O presidente da Associação dos Advogados Criminalistas de São Paulo, Ademar Gomes, concorda com a utilização da técnica apenas para auxiliar nas investigações. “No inquérito policial pode (ser usada), para efeito de investigação, desde que as partes envolvidas não se oponham ao procedimento”, afirma o criminalista, que contesta o seu emprego no processo penal.
“A defesa tem o direito de questionar a testemunha e a vítima, portanto fazer hipnose entre pessoas envolvidas em um processo criminal viola o direito do contraditório.”
Sobre a utilização do método com acusados de crimes, o advogado também é contra. “A nossa lei é bem clara ao afirmar que o acusado não pode fornecer prova contra si próprio.”
O especialista em hipnose também é contrário ao emprego da técnica em suspeitos, indiciados e réus em crimes. “Primeiro, porque ninguém e obrigado a produzir prova contra si. Segundo, porque mesmo em estado de hipnose, a pessoa está plenamente consciente e ela pode mentir.”
Sampaio diz que já atendeu mais de 700 pessoas, todas testemunhas ou vítimas de estupros, assaltos, sequestros e outros tipos de traumas. “Na maioria dos casos fomos bem-sucedidos, as pessoas conseguiram montar retratos-falados com detalhes da face, identificaram marcas no corpo, detalhes da roupa dos suspeitos, placas de carro e outras informações importantes nas investigações”, diz.
Emprego da técnica
Segundo Sampaio, na polícia do Paraná o trabalho era feito em uma sala especialmente montada para atender as vítimas e testemunhas. Havia uma janela espelhada caso alguma autoridade quisesse acompanhar a sessão. A pessoa sentava em uma cadeira reclinável e era feita uma entrevista.
“Quando falamos em hipnose, nos referimos a um estado alterado da consciência produzido por uma centena de técnicas. Não existe uma fórmula única, por isso primeiro é importante conhecer a pessoa para depois escolher a técnica mais adequada de acordo com o seu perfil”, afirma.
Ele diz que a tendência das pessoas que sofreram um trauma é esquecer os detalhes. “A vítima acaba criando um processo de amnésia, ela vai fazer um retrato-falado e não se lembra. Nesses casos de amnésia parcial ou total a hipnose serve para fazer a pessoa relembrar”, explica.
Sampaio diz que, se a técnica for empregada por profissionais da psiquiatria e da psicologia altamente qualificados, sem confrontar com a lei, a hipnose é uma grande aliada da polícia.
Reconhecimento Científico
Para o psiquiatra Emmanuel Fortes, 3º vice-presidente do Conselho Federal de Medicina, diversos estudos já comprovaram a eficiência da hipnose. “De fato ela tem uma larga aplicação em diversas áreas médicas, além da odontologia e da psicologia. Se aplicada com os rigores que a Ciência exige, ela se torna uma importante ferramenta para tratar a dor e também consegue alcançar informações na organização psíquica que espontaneamente não viriam à mente”, afirma.
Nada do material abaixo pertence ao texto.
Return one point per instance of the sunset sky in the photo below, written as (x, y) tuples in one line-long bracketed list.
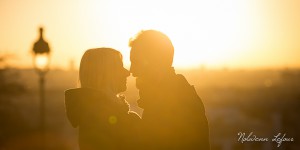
[(213, 33)]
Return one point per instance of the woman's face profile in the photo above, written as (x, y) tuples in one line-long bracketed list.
[(121, 77)]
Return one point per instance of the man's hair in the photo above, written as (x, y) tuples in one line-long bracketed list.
[(155, 46)]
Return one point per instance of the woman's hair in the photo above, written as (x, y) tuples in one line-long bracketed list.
[(98, 69)]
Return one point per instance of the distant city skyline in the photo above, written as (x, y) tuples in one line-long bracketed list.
[(214, 34)]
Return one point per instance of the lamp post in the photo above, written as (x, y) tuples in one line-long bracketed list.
[(41, 56)]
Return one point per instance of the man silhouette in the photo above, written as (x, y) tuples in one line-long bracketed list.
[(174, 115)]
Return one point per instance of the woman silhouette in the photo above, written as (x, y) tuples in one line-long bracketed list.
[(101, 115)]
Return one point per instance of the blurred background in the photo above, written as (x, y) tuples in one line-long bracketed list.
[(242, 56)]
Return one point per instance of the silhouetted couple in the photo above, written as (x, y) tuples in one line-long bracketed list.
[(173, 117)]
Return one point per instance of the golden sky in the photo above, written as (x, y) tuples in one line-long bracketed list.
[(214, 33)]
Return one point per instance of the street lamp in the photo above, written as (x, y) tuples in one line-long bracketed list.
[(41, 57)]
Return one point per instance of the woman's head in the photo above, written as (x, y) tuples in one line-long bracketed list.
[(102, 68)]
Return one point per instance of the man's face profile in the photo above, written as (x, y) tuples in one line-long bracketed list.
[(138, 62)]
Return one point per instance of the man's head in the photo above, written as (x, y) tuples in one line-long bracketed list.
[(151, 52)]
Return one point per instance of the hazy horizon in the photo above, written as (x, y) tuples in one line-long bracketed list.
[(237, 34)]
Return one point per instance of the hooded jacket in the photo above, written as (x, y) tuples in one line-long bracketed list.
[(174, 115), (103, 119)]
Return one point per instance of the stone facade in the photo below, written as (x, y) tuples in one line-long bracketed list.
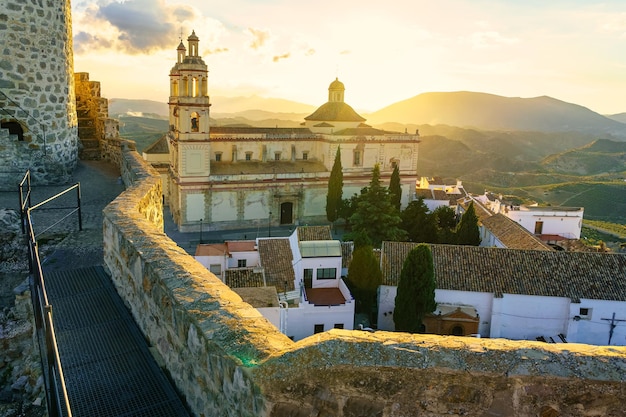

O especialista, no entanto, adverte que a técnica deve ser empregada por profissionais qualificados, que tenham passado por um treinamento rigoroso e que tenham grande conhecimento do aparelho psíquico. “Nem todas as pessoas são suscetíveis a responder à hipnose e muitas podem construir uma memoria falseada e até mentir. O profissional precisa estar preparado para capturar as informações certas”, afirma Fortes.
Por isso, ele defende que, para utilizar a hipnose nas investigações de crime, é preciso disponibilizar profissionais preparados para a função. “Desde que seja com o consentimento de quem será hipnotizado e realizado por profissionais qualificados, acredito que auxilia a polícia.”